Category Archives: Website transition

Form ever follows function, eventually

Our online editor, Will Davis, has been explaining how we flowed text from Google Docs to WordPress to print and created a low-cost, portable front-end system for our newsroom at Bangor Daily News. I wanted to tell you a little about why we did it.

If you read what Jeff Jarvis, Chuck Peters and Clay Shirky have been writing about decaying newsrooms and the need for new models, it’s hard to believe they weren’t taking notes in some darkened corner of ours, perhaps in Sports behind the stacks of old game results and Mountain Dew cans.

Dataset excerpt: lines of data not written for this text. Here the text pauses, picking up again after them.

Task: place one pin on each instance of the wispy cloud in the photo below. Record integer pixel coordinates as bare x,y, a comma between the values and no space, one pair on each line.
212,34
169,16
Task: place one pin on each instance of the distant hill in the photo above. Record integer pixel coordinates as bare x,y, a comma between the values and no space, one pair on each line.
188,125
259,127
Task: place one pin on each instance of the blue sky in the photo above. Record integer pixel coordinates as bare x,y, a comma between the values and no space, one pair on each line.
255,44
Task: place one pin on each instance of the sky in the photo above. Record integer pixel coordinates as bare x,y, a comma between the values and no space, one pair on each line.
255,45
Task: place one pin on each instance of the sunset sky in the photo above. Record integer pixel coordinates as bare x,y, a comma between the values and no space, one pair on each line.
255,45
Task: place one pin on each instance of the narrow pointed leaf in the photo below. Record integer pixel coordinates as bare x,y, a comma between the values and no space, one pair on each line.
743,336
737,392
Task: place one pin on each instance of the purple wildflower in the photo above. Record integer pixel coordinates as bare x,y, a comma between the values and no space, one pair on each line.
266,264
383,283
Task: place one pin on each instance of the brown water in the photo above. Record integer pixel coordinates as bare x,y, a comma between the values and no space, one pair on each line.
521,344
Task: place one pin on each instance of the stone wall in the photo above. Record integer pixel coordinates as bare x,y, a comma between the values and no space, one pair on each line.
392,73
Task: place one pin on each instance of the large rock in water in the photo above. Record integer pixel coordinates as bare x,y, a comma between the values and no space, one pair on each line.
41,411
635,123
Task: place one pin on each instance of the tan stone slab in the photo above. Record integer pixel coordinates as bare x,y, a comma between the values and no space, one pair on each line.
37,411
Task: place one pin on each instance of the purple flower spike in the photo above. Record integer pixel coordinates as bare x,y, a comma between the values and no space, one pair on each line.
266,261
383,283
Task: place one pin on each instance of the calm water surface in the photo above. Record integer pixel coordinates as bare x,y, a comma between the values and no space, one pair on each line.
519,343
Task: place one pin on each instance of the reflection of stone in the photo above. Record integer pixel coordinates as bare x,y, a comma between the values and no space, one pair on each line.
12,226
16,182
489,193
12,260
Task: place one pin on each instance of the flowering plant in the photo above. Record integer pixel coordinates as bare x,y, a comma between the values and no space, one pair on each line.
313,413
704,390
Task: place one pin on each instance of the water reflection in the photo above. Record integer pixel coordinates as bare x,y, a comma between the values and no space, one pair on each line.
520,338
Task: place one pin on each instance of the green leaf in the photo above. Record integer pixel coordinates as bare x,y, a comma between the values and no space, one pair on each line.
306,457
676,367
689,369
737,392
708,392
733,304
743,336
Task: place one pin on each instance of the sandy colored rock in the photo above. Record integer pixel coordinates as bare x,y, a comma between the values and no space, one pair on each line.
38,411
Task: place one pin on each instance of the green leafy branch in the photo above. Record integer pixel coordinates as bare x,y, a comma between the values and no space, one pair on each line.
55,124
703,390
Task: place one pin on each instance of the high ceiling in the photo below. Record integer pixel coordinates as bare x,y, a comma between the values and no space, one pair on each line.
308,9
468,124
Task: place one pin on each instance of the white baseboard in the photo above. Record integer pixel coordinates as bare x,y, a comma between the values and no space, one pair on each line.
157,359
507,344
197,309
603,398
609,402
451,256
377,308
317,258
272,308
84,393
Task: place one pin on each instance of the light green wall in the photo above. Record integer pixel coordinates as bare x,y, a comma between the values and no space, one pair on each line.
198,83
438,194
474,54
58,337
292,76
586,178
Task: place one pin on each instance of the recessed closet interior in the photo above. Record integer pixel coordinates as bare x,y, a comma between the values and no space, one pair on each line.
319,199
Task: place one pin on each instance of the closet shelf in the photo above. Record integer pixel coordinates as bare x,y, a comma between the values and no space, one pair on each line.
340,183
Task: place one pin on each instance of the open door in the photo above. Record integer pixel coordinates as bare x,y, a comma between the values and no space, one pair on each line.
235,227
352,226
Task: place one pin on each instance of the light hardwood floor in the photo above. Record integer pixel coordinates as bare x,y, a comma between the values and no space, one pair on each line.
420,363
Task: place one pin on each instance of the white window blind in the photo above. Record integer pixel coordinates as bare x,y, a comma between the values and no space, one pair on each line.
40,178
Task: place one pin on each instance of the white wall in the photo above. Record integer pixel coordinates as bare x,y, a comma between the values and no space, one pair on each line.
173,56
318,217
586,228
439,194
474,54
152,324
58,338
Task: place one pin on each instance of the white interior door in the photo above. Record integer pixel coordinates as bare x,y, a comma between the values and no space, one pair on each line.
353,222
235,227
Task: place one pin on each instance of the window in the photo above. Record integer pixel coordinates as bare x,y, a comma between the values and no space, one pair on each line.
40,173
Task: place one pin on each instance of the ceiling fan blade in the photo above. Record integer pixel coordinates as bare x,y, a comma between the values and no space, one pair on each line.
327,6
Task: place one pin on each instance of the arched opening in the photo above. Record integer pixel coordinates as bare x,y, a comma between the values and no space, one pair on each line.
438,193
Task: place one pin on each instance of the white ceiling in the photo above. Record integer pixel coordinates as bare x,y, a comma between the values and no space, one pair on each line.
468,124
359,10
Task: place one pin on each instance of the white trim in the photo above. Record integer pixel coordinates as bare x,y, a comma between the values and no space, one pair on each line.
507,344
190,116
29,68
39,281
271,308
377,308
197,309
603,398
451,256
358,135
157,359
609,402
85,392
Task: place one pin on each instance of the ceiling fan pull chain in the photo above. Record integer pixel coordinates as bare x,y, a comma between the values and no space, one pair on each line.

Like many newsrooms, until very recently we were production heavy because we had to be. Moving stories to the web was a copy-and-paste affair, but that’s not where the trouble started. If you begin with a print-directed front-end system, as we did, how does that system accommodate a story being updated from the field? Or how would the full possibility of story assets land online, to be chosen among for print? Even simpler: When do reporters add links? The answers, as countless journalists know, are: It can’t; they won’t; they don’t. From there, it’s all production, not creation.

As we lost staff to cutbacks over the years, assembling our content into finished products was taking a larger and larger percentage of our time. Simply processing press releases seemed to suck up significant portions of editors’ days. No one wanted to be in this situation, but our infrastructure for moving content demanded it. We were trapped.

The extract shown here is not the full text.